Short Lesson in Positive Psychology for my Son Delivered via Telephone
By Michelle Higgins - 23rd December 2011
Last night my oldest child had a crisis of confidence. In fact, the crisis began at pick up and continued well into the evening. The source of his misery was an English paper that he just could not wrap his head around. A paper that was due the next day, the last day of the school term, the day we were flying home and the last thing any of us wanted to focus on was homework.
While I would have loved to have told my son not to worry, I knew that giving him an out was not the right thing to do. For one thing, his worry over the paper was in some ways a good sign, a reflection of the fact that he cares about his schoolwork and wants to do well. For another, as he moves through school and life there will be many challenges and part of growing up is learning how to meet them head on, and the sense of accomplishment (and relief) when we face down our demons.
I did not tell my son that he needed to stay up all night and get an A on his paper. In fact, I emphasised that this time around a good enough paper would in fact be good enough. I did not want him to focus on grades, but instead tried to help him think about other times where he had found something difficult but chose to push through and came out the other end triumphant. A change of countries, an entirely new school system, a lightning fast math curriculum, all provided me with plenty of material – he had dealt with all of these situations with some tears but also hard work and determination and emerged with a real sense of achievement.

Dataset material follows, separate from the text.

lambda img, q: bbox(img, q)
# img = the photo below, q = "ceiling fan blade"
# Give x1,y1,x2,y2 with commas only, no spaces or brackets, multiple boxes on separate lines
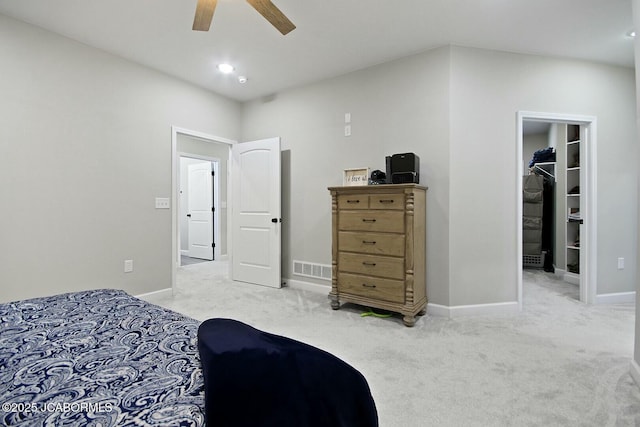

The other aspect of this particular crisis was that my son catastrophised the situation – something we all do when we are feeling overwhelmed (or at least I do). Rather than recognising that for whatever reason this paper did not sit well with him, he declared that he was terrible at creative writing. And fortunately this is entirely untrue. Rather than simply uttering platitudes, I pointed to assignments he had completed this year that he had done very well in and involved similar creative approaches.
I do not know if my son truly heard me. Much of our conversation took place over a phone line as I was racing around doing last minute shopping for our trip. But the good news is that when I arrived home he had in fact made a very decent start on the paper. It may not be his best effort ever, but he got it done, and can now go on holiday without a little dark cloud hanging over his head.